Using friend in clojars

In the ruby web world there is a great set of libraries for authentication in warden and devise. Earlier this year, Chas Emerick released friend, which is a similar library for clojure. When I first started contributing to clojars, it was using custom authentication and authorization functions. After friend was released I was able to remove most of this code.

Use bcrypt

Around this time Phil Hagelberg had changed clojars to use bcrypt. This made it easy to use friend's bcrypt-credentials-fn to do the password checking. It just required querying the database with find-user-by-user-or-email, and to return the proper map for bcrypt-credentials-fn. Note: :roles are not used in clojars; why is explained later.

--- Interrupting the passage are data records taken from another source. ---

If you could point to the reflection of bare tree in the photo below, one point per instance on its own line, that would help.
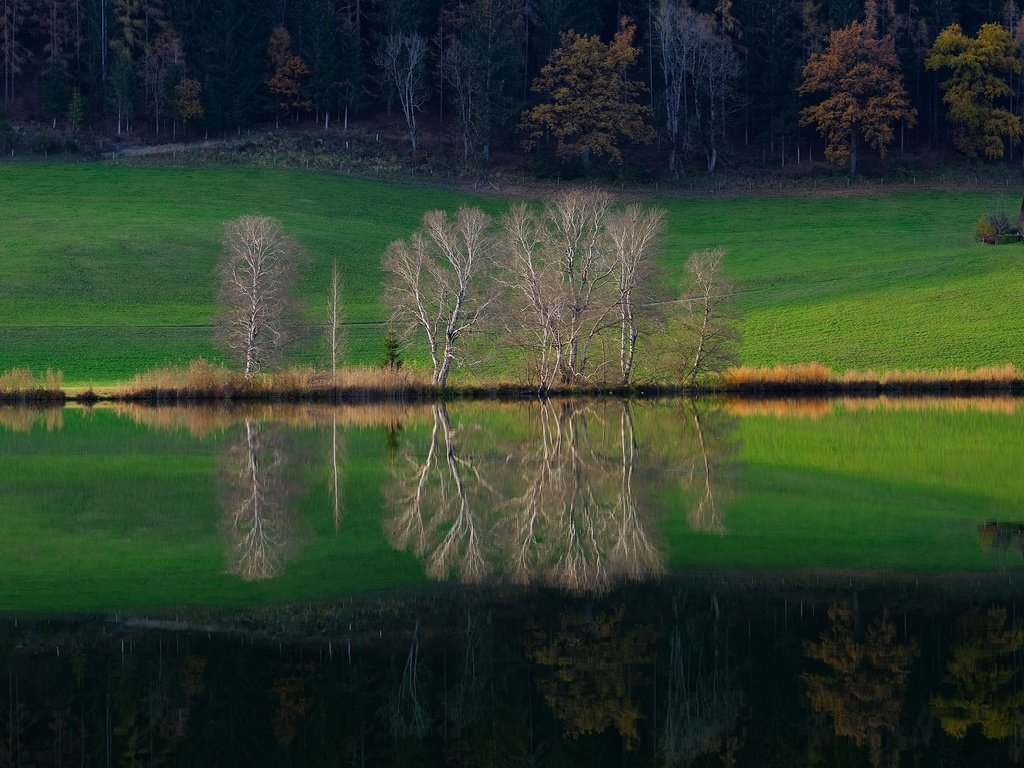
(709, 476)
(556, 506)
(258, 487)
(704, 705)
(435, 517)
(335, 474)
(407, 707)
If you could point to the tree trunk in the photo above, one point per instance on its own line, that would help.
(853, 151)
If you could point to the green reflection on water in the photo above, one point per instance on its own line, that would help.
(133, 507)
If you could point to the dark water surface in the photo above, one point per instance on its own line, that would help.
(822, 583)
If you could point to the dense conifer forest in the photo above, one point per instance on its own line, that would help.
(665, 84)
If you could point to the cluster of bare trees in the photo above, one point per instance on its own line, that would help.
(569, 287)
(568, 290)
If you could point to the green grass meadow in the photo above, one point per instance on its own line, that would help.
(107, 270)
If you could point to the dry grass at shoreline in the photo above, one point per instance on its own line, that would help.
(204, 420)
(202, 380)
(815, 376)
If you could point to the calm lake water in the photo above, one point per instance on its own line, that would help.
(650, 583)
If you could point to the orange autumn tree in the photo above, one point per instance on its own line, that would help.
(863, 95)
(977, 86)
(592, 102)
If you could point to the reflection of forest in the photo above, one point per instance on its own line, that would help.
(680, 674)
(555, 493)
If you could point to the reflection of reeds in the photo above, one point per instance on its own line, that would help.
(26, 419)
(820, 408)
(818, 376)
(204, 420)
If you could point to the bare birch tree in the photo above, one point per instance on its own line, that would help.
(572, 273)
(711, 317)
(634, 233)
(461, 70)
(700, 69)
(560, 269)
(257, 273)
(434, 279)
(402, 62)
(335, 339)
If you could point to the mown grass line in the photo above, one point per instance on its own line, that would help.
(108, 270)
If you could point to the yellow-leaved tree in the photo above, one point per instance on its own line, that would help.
(591, 103)
(978, 83)
(863, 94)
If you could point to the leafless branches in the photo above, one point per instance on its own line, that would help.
(334, 318)
(700, 69)
(402, 61)
(257, 274)
(434, 282)
(570, 271)
(634, 233)
(713, 332)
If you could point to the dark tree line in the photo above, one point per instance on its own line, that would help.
(466, 71)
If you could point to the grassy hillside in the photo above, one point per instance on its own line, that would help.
(107, 270)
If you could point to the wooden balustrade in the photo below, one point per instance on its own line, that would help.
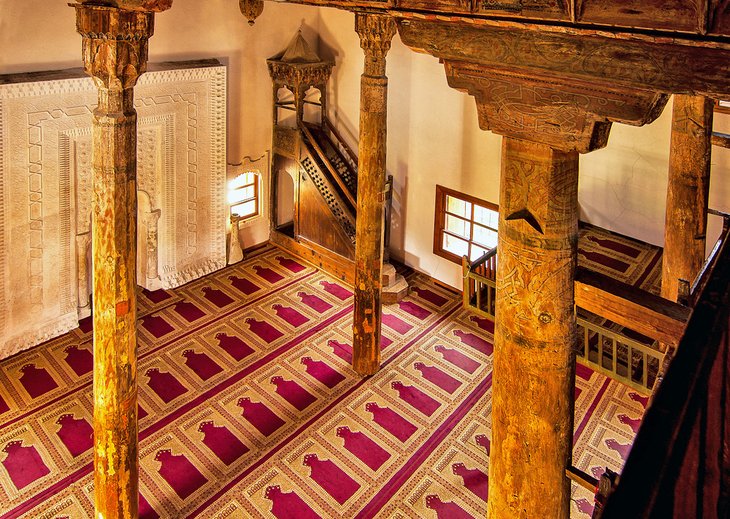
(679, 463)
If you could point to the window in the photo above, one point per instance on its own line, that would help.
(243, 195)
(722, 106)
(464, 225)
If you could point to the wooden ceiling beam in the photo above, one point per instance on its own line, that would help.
(659, 65)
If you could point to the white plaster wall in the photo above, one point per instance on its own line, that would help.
(433, 135)
(434, 138)
(41, 35)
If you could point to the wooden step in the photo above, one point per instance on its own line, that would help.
(396, 291)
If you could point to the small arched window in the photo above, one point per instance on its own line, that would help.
(243, 195)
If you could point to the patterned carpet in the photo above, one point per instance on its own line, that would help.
(249, 407)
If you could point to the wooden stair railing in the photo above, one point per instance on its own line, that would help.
(332, 165)
(615, 354)
(480, 288)
(679, 464)
(342, 212)
(323, 159)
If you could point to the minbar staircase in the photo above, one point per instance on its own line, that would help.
(327, 201)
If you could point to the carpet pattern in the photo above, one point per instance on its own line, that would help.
(248, 406)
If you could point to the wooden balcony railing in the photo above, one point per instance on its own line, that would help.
(613, 353)
(679, 465)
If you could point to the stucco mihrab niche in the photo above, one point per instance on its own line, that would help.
(46, 193)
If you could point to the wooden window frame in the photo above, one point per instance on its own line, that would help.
(439, 225)
(256, 198)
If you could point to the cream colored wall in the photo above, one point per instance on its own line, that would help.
(41, 35)
(434, 138)
(433, 134)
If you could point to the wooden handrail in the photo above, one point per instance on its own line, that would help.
(675, 467)
(630, 306)
(483, 258)
(335, 174)
(701, 280)
(333, 130)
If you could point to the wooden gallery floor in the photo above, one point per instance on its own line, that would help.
(249, 407)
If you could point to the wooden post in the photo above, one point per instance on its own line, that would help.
(685, 228)
(115, 54)
(376, 32)
(534, 360)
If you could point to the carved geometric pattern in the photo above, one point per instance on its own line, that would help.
(46, 190)
(332, 201)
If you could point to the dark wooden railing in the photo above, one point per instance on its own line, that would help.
(610, 352)
(679, 465)
(480, 289)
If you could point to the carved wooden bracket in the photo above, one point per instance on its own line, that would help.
(251, 9)
(662, 65)
(569, 115)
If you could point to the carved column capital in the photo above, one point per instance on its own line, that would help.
(565, 114)
(376, 31)
(114, 43)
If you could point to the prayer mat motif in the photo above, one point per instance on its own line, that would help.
(233, 346)
(76, 434)
(223, 452)
(23, 464)
(363, 448)
(222, 442)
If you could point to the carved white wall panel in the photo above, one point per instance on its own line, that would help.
(46, 193)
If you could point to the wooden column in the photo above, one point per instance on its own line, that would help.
(115, 54)
(376, 32)
(685, 226)
(534, 361)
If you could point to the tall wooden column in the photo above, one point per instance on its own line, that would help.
(115, 54)
(376, 32)
(534, 361)
(685, 226)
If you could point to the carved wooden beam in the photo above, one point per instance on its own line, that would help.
(115, 55)
(131, 5)
(376, 32)
(570, 115)
(631, 307)
(656, 65)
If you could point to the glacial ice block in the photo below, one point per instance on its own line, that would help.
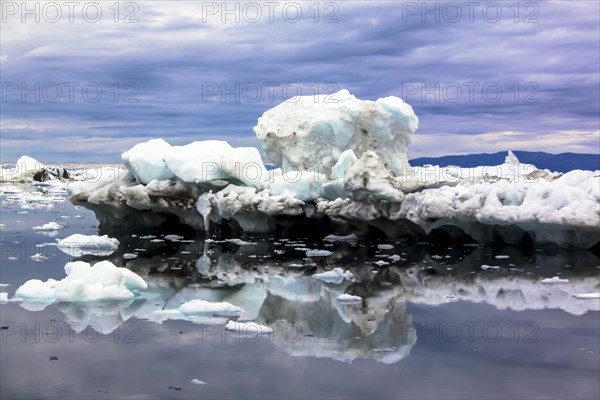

(partial creds/bcrypt-credential-fn
  (fn [id] 
    (when-let [{:keys [user password]}
               (find-user-by-user-or-email id)]
             {:username user :password password})))

Interactive Form Workflow

Friend comes with a interactive-form workflow. It works by listening for a :post on /login(by default) and using the credential function to attempt the login. In the case of success it will forward to the url with unauthorized access. In the case of failure it will redirect back to /login?login_failed=..&username=...

This was different then the previous clojars authentication style, which would render the login form directly on an unsuccessful login. Rather then building a new workflow, the/login handler was adapted to check for those params and render a login failed message.

The clojars logout functionality also had to be replaced with friend's logout middleware, but that was easy to use.

Registration Workflow

Friend does not come with a workflow for registering. However, it was easy enough to change the clojars registration pages into one.

(defn register-form [ & [errors email username ssh-key]]
  ....)

(defn register [{:keys [email username password confirm ssh-key]}]
  (if-let [errors (validate-profile nil email username password confirm ssh-key)]
    {:status 200 :headers {} :body (register-form errors email username ssh-key)}
    (do (add-user email username password ssh-key)
        (make-auth {:username username}))))

(defn registration [{:keys [uri request-method params]}]
  (when (and (= uri "/register")
             (= request-method :post))
    (register params)))

A :get to /register can just render the register-form. By including registration as a workflow, it will listen for a :post to /register and either return a ring response with the form to try again, or add the user and return a friend "authentication map". Yes, this is a different pattern then the interactive workflow above.

Authentication not Authorization

While exploring friend, a downside was noted with the authorization. When a user is authenticated, the :roles are added into the session. If the user gets a new role it will not take effect without a login/logout. Using derive to produce a in memory role hierarchy can work with this, as suggested in the friend readme.

This seemed like a bad idea for clojars. The direct mapping of groups to roles would require trying to keep the roles in sync with the database, and reinitialized on a restart. Instead clojars uses its own mechanism for authorization wrapping (friend/throw-unauthorized friend/*identity*).

After discussion with Chas an issue has been filed at https://github.com/cemerick/friend/issues/21. It sounds like there will be work in this area in the future.

Benefits

Moving to friend allowed removal of several pieces of code. The ability to deploy to /repo over https was developed shortly afterwards. It was nice to wrap a friend middleware with the http-basic workflow, have it use the same credentials function, and just work.